Entretanto, condições têm de ser criadas e argumentos exigem-se. Não basta falar bem. Temos também que consciencializar-nos que a diplomacia económica não é apanágio dos diplomatas. Diz-se que os verdadeiros protagonistas das relações exteriores de um país são os cidadãos desejosos em promover internacionalmente os seus interesses através das exportações, da internacionalização das suas empresas e dos seus investimentos. Cada um deve fazer a sua parte, nas respetivas áreas de actuação. Na CEDEAO, por exemplo, existe, teoricamente, a livre circulação de pessoas, bens e capitais mas na prática a situação é muito mais complicada. Temos que analisar o que está mal e tratar de corrigir onde é possível. Isto a todos os níveis pois as responsabilidades são partilhadas.

O PRESIDENTE JORGE CARLOS FONSECA VISITA A HOLANDA EM 2 E 3 DE OUTUBRO E TERÁ UM ENCONTRO COM OS CABO-VERDIANOS RESIDENTES NESTE PAÍS. COMO TEM SIDO A DIVULGAÇÃO DESSA VISITA JUNTO DA NOSSA COMUNIDADE?

A comunidade está bem informada em relação a esta visita, aguardada com muita espectativa. Foram feitos anúncios nas rádios e nas televisões locais e foram distribuídos cerca de 2.500 flyers em Roterdão e em todas as cidades onde a comunidade é expressiva. Quase todos os membros da comunidade estão informados e esperamos ter a sala cheia, com mais de cinco centenas de participantes. É pelo menos a nossa espectativa e temos trabalhado para isso desde a confirmação da visita.

O PRESIDENTE TERÁ ALGUM ENCONTRO OFICIAL COM ENTIDADES HOLANDESAS?

Entre os pontos da agenda consta um encontro com a comunidade no dia 2 de outubro, e no dia 3, de manhã, fará uma visita de cortesia ao Rei Willem Alexander da Holanda. Penso que para o nosso Presidente será uma honra e um grande privilégio ter esses dois encontros que servirão para cimentar as relações entre a Holanda e Cabo Verde. É de notar que a Holanda está a ter uma nova abordagem nas suas relações com Cabo Verde o que poderá ter resultados significativos para o nosso país nos próximos tempos. 

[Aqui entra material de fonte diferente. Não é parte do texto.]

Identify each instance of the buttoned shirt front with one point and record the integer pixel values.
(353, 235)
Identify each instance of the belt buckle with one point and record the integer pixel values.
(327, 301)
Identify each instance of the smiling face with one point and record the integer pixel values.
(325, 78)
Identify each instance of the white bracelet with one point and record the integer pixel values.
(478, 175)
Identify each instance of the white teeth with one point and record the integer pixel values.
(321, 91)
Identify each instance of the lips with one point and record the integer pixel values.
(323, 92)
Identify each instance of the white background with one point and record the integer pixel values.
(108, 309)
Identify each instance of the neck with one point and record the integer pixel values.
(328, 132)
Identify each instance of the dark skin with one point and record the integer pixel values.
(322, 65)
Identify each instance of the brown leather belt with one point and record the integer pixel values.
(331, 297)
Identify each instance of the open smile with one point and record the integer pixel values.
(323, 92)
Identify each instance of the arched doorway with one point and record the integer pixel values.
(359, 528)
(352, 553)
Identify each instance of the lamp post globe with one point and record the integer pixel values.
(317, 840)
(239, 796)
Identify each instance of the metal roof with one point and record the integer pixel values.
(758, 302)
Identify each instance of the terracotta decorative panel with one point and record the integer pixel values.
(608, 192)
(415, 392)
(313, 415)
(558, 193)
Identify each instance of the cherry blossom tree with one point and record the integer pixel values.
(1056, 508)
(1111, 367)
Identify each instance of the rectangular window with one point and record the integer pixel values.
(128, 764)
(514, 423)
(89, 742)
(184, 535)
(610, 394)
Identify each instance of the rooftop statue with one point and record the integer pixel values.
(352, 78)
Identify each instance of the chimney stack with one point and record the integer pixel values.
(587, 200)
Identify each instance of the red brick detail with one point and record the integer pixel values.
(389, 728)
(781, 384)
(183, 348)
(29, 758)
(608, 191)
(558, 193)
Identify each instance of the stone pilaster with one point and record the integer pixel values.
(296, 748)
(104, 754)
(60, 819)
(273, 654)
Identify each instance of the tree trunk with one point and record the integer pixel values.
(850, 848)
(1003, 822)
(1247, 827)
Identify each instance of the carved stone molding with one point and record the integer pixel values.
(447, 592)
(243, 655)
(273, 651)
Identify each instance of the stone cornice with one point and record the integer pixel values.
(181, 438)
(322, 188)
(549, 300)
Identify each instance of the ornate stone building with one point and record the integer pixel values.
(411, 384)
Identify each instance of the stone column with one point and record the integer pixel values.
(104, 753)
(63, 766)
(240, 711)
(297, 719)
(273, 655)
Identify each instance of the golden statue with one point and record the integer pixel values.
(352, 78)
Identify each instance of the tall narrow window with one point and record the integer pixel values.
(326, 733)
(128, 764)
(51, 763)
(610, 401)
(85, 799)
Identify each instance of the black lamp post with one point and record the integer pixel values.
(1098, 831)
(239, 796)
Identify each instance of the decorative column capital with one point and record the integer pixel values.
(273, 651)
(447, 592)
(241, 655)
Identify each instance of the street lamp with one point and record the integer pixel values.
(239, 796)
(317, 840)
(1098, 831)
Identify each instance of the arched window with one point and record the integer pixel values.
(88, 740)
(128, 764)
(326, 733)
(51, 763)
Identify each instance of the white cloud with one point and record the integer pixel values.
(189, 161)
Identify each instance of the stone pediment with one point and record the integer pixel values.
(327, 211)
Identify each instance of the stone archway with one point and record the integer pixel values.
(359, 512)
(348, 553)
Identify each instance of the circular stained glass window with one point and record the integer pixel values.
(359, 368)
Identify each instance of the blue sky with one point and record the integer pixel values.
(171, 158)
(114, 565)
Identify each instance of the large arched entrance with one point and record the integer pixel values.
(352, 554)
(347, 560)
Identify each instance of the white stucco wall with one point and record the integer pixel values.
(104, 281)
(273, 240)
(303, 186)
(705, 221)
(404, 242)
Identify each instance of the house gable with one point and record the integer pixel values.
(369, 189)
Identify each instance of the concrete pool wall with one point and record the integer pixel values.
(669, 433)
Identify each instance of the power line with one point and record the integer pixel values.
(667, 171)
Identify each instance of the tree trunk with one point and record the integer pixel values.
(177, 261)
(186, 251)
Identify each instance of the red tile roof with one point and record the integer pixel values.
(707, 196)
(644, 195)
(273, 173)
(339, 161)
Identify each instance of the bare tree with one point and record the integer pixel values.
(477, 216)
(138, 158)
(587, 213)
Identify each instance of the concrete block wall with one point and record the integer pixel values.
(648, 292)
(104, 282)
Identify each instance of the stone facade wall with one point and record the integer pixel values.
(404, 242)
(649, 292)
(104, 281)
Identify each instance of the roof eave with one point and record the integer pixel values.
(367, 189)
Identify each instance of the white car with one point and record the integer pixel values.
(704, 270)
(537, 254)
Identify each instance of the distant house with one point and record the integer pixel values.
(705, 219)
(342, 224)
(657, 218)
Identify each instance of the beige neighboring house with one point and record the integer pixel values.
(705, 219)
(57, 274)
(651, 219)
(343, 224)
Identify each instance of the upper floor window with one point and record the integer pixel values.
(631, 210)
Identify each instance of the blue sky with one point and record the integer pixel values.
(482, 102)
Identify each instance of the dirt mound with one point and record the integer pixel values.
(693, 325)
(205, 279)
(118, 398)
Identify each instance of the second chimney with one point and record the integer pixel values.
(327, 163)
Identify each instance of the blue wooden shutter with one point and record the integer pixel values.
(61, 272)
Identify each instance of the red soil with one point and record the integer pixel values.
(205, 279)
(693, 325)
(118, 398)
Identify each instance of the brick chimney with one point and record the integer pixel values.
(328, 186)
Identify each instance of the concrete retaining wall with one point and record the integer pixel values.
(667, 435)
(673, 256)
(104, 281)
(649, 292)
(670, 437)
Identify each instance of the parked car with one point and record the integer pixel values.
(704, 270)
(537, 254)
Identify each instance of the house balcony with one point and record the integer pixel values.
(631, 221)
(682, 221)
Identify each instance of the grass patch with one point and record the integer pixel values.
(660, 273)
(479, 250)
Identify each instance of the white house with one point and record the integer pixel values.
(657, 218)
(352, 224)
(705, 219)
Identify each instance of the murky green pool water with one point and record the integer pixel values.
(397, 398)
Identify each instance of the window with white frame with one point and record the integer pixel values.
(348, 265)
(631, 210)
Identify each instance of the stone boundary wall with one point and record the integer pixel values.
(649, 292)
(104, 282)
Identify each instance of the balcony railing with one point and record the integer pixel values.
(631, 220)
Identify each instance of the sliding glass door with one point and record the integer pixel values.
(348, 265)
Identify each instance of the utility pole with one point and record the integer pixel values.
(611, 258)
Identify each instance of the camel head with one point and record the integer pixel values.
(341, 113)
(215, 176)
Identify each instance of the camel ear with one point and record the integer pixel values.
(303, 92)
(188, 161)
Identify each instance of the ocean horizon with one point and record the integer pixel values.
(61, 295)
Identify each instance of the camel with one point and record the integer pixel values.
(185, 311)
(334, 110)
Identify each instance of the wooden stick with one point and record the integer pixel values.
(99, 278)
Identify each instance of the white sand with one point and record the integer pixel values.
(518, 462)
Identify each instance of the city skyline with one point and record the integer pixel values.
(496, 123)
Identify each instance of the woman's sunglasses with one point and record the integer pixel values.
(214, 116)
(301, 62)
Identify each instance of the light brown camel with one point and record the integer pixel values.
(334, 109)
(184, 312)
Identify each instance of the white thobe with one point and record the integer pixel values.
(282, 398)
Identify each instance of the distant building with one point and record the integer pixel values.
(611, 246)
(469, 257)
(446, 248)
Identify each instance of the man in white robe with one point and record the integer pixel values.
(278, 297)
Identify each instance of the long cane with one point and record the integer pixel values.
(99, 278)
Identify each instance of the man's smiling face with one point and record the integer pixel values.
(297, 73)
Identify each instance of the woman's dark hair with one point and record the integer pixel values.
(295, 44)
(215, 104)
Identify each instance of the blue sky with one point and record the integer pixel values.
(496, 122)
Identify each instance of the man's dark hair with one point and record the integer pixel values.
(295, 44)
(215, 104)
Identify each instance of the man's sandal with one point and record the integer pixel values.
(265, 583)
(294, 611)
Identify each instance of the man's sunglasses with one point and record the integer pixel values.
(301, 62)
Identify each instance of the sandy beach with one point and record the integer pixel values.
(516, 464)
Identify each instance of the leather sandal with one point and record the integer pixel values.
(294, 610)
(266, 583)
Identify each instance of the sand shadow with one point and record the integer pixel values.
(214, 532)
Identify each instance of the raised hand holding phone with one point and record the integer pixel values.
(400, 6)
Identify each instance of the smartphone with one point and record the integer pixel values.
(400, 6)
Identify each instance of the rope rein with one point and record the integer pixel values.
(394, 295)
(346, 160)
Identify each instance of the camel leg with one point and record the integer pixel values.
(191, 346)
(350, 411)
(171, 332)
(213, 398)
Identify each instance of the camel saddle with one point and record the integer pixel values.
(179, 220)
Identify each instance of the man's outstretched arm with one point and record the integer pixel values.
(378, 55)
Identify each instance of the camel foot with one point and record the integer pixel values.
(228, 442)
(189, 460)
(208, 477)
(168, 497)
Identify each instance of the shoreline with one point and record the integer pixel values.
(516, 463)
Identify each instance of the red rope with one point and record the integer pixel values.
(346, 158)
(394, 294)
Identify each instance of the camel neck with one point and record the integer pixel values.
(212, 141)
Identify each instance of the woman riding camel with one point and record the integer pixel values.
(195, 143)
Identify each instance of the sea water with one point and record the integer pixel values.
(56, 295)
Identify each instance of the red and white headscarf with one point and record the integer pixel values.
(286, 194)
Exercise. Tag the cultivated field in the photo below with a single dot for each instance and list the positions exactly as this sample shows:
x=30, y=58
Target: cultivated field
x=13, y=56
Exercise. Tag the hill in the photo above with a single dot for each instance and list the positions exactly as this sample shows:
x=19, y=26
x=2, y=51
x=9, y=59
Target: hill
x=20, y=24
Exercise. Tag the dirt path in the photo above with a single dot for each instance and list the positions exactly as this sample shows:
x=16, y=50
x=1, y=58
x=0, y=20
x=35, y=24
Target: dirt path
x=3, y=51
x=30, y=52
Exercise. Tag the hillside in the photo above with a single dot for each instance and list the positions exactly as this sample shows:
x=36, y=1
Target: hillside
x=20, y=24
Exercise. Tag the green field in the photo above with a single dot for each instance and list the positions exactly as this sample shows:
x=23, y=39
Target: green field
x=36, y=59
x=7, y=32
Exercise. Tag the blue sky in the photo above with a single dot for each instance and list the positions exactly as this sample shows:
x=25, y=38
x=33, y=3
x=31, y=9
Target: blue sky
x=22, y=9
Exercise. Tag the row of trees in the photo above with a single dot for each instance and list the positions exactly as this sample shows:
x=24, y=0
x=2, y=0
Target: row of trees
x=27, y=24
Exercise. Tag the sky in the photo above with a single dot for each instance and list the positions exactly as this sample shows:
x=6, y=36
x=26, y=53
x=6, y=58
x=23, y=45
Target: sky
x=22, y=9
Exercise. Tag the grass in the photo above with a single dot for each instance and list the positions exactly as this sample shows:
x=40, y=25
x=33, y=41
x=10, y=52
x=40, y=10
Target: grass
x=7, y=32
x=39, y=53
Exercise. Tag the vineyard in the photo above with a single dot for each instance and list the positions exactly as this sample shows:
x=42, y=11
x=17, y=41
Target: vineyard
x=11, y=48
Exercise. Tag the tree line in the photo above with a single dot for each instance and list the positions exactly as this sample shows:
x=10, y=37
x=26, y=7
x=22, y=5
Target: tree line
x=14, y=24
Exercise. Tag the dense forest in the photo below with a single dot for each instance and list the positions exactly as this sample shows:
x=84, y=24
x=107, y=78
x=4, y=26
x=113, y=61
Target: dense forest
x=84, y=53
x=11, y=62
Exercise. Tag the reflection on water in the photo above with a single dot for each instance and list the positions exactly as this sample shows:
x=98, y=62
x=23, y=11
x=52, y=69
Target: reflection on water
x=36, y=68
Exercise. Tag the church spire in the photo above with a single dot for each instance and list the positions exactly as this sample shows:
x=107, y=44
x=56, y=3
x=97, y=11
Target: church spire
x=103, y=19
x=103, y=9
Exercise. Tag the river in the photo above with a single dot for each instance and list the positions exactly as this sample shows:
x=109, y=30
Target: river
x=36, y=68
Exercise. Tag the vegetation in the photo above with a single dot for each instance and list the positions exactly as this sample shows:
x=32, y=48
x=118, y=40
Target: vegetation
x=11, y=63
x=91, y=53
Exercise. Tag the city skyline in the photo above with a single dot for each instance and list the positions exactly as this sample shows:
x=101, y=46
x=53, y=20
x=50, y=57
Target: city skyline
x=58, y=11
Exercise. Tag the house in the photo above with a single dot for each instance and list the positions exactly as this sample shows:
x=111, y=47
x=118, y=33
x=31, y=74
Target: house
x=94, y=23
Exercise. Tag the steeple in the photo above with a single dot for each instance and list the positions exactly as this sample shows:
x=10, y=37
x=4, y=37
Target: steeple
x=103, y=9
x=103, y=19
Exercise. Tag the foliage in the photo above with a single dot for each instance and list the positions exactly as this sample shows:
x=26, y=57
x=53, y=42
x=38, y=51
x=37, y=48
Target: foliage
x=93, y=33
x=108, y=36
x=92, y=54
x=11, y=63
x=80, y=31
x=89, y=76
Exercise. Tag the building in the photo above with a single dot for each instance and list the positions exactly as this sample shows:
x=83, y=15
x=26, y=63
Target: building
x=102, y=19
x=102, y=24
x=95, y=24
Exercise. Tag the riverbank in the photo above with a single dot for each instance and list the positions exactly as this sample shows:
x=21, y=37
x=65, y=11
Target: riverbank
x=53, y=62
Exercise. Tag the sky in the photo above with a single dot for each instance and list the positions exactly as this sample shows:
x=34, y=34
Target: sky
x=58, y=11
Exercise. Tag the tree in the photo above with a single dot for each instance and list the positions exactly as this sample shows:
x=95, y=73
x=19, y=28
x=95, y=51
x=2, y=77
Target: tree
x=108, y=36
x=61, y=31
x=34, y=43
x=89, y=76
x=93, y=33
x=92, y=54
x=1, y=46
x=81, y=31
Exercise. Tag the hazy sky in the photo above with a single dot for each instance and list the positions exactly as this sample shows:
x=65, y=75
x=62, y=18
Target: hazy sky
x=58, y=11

JORGE CARLOS FONSECA É O PRIMEIRO PRESIDENTE CABO-VERDIANO A VISITAR A HOLANDA DEPOIS DO ADVENTO DA DEMOCRACIA. O QUE SIGNIFICA PARA SI E PARA A COMUNIDADE A VISITA DO MAS ALTO MAGISTRADO DA NAÇÃO CABO-VERDIANA À HOLANDA?

Penso que a comunidade deve valorizar essa visita pois é uma honra e um privilégio ter o mais alto magistrado da Nação como visitante, como o seu hóspede. Três meses atrás foi a vez do Primeiro-ministro e agora o Presidente da República, o que muito orgulha a comunidade! Por esta razão a comunidade cabo-verdiana na Holanda deve sentir-se privilegiada, honrada e respeitada. Consequentemente, tudo fará para receber o mais alto magistrado da Nação com elevação, dignidade e respeito. A melhor resposta que possamos dar a esta manifestação de apreço é apresentar-nos em massa, na sala do WTC, no dia 2 de Outubro e manifestar desta forma a nossa consideração e respeito ao chefe de Estado. É nosso dever de cidadãos e de todos aqueles que amam Cabo Verde.